Simply gathering pageviews, even by the millions, isn't enough to turn a reasonable profit. What's worse, what value these startups have isn't in their technology, but in their use. These startups are more apt to see new competitors than an acquisition--becoming devalued is more likely than growing.

Wednesday, March 26, 2008

My best startup advice

Strange for this to be such an early post in the blog--you'd think epiphanies like this would come later--but it's certainly useful early on.

Solve a problem that affects you.

Look at open source software; the developers are driven by a common problem, not by money (but perhaps recognition).  Define success as making your life easier and gaining experience.  You'll gain more--in both experience and recognition--through the completion of a profitless startup than by abandoning a potentially profitable one.  Yes, a business model is great, but don't focus too much on it.  A business model doesn't define a good idea; it's just a criterion for a potentially profitable idea.

Monday, March 24, 2008

Platform matters

The Facebook application platform didn't do anything particularly new.  Take Scrabulous, a top 10  Facebook app.  Games associated with friends lists are far from new; AOL, ICQ, and others all tried variants of this idea in Bubble 1.0, but none of them were able to bring IM to be more than just messaging.  Even without integration, sending a friend a link to Yahoo Games wasn't a barrier preventing consumers from playing online games.

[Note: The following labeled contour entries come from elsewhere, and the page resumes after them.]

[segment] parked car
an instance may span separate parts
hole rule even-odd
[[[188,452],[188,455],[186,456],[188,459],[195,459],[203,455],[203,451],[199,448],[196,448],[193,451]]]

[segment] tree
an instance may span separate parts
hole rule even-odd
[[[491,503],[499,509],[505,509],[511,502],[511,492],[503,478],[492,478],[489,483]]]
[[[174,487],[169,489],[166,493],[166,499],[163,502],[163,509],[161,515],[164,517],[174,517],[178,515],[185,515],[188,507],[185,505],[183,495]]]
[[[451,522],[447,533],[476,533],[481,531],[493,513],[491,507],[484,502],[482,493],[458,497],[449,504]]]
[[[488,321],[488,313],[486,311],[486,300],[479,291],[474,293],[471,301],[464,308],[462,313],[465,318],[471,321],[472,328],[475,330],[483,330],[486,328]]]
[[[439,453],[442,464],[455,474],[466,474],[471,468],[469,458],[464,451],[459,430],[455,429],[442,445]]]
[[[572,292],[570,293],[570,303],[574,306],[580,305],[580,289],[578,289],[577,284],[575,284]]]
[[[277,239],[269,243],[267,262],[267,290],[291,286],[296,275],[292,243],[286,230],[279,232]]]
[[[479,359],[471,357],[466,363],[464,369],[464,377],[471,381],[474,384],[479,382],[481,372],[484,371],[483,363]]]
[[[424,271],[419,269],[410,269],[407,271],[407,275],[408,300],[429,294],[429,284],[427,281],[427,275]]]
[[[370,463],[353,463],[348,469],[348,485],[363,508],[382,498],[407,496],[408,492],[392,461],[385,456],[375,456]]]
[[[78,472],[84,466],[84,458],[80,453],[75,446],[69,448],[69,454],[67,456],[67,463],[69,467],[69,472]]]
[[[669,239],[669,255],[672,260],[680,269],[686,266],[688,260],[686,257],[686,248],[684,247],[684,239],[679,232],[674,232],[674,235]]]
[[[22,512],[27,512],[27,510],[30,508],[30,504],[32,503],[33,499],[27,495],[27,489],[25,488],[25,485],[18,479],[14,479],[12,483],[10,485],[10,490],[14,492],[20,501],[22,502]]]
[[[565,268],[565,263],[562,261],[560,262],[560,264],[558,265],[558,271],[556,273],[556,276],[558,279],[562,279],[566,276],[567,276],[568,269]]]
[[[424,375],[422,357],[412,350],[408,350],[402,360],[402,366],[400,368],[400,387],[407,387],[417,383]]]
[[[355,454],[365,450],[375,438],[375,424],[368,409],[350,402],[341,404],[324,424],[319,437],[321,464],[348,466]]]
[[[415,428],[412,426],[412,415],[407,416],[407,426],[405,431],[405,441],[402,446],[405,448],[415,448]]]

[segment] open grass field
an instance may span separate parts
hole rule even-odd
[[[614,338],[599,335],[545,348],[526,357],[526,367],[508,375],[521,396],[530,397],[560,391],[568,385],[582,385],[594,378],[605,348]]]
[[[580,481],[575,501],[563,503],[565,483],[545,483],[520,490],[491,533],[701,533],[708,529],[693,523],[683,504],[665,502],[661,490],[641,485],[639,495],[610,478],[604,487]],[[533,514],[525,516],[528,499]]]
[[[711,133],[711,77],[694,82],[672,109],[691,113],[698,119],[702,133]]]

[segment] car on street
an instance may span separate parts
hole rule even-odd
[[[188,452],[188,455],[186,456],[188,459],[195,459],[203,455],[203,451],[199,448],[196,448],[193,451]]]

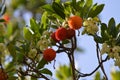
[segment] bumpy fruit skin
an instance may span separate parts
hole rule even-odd
[[[57,40],[65,40],[67,39],[67,29],[60,27],[56,30],[55,37]]]
[[[0,68],[0,80],[7,80],[8,76],[3,69]]]
[[[73,36],[75,36],[75,30],[74,29],[67,29],[67,38],[71,39]]]
[[[55,33],[56,33],[56,32],[53,32],[53,33],[52,33],[51,38],[52,38],[55,42],[59,42],[59,40],[57,40],[56,37],[55,37]]]
[[[83,20],[80,16],[74,15],[68,19],[68,26],[74,30],[80,29],[82,26],[82,23],[83,23]]]
[[[48,48],[48,49],[44,50],[43,58],[46,61],[52,61],[55,59],[55,57],[56,57],[56,52],[52,48]]]

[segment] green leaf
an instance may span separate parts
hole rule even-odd
[[[114,18],[111,18],[108,23],[108,33],[109,35],[112,35],[113,38],[117,36],[117,30],[115,25],[116,24]]]
[[[103,39],[100,36],[98,36],[98,35],[93,35],[93,37],[94,37],[94,40],[97,43],[103,43],[104,42]]]
[[[50,70],[48,70],[47,68],[40,70],[40,73],[49,74],[50,76],[52,76],[52,72]]]
[[[15,76],[10,76],[7,80],[17,80],[18,77],[15,77]]]
[[[101,24],[101,36],[104,41],[109,40],[109,35],[107,33],[107,25],[105,23]]]
[[[120,80],[120,71],[111,72],[112,80]]]
[[[88,13],[88,17],[95,17],[98,14],[100,14],[100,12],[103,10],[104,8],[104,4],[94,4],[93,7],[90,9],[90,12]]]
[[[120,45],[120,33],[118,33],[118,35],[117,35],[116,45]]]
[[[96,72],[94,80],[101,80],[100,79],[100,72]]]
[[[62,6],[62,4],[53,2],[52,8],[57,15],[59,15],[62,19],[65,19],[64,7]]]
[[[3,5],[2,8],[0,9],[0,15],[3,15],[6,12],[6,6]]]
[[[5,22],[5,20],[4,19],[0,19],[0,22]]]
[[[3,42],[4,42],[4,37],[0,36],[0,43],[3,43]]]
[[[34,33],[38,33],[39,32],[39,25],[36,23],[36,21],[33,18],[30,19],[30,29]]]
[[[26,39],[26,40],[31,40],[32,38],[32,33],[30,31],[30,29],[28,27],[24,27],[23,28],[23,37]]]
[[[48,62],[42,58],[41,61],[38,64],[38,66],[37,66],[37,69],[43,68],[45,66],[45,64],[47,64],[47,63]]]
[[[88,16],[88,11],[90,10],[92,4],[93,4],[93,0],[86,0],[86,3],[83,7],[83,14],[82,14],[84,18]]]
[[[67,43],[69,43],[70,41],[69,40],[63,40],[62,41],[62,44],[67,44]]]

Importance of platforms is nothing new.  IM took users from email, mp3 took users from CDs, and so on.  What you're doing matters as much as where you're doing it, and certain platforms do a better job facilitating tasks than others.  This isn't to say Facebook is the alpha-platform.  Facebook may be moving into the IM market, they'll undoubtedly see stiff competition from existing services, as well as web services, and while their entry into the email market didn't go unnoticed, "Messages" hardly displaced email.

Presentation is as important as function.  Not only are numerous startups, e.g. Meebo, based entirely on presentation, but superior presentation can quickly displace even a 5-year lead in time to market.

Sunday, March 16, 2008

About the title

I owe Valleywag editor Owen Thomas a drink for the blog title.  It's his word (even if he wish he never coined it; I just couldn't think of a better name).

Markets and Audiences

There's a feeling among wantrepreneurs that they need to reach the widest audience possible. They don't have the knowledge to do anything particularly interesting, so they're led to the latest trend (web 2.0) and its business model. The problem with web 2.0 and advertising is that it's a low-margin business, so not surprisingly, there haven't been many IPOs, except notably, Google. Low margin, broad appeal: that's the Google way.

The problem is they're missing whole markets and over-saturating one. Web 2.0 isn't producing Microsofts, Apples, or Ciscos (or even Broadcoms, LSI Logics, or Seagates). That's not to say there aren't startups doing innovative things in limited markets, but the majority are so focused on one segment that they're missing better opportunities.

A coworker told me that the money isn't in the company doing something cool, technically, it's in the company with good sales applying technology to problems outside of Silicon Valley. If broad appeal and the internet was the recipe for profit, how did WebVan fail?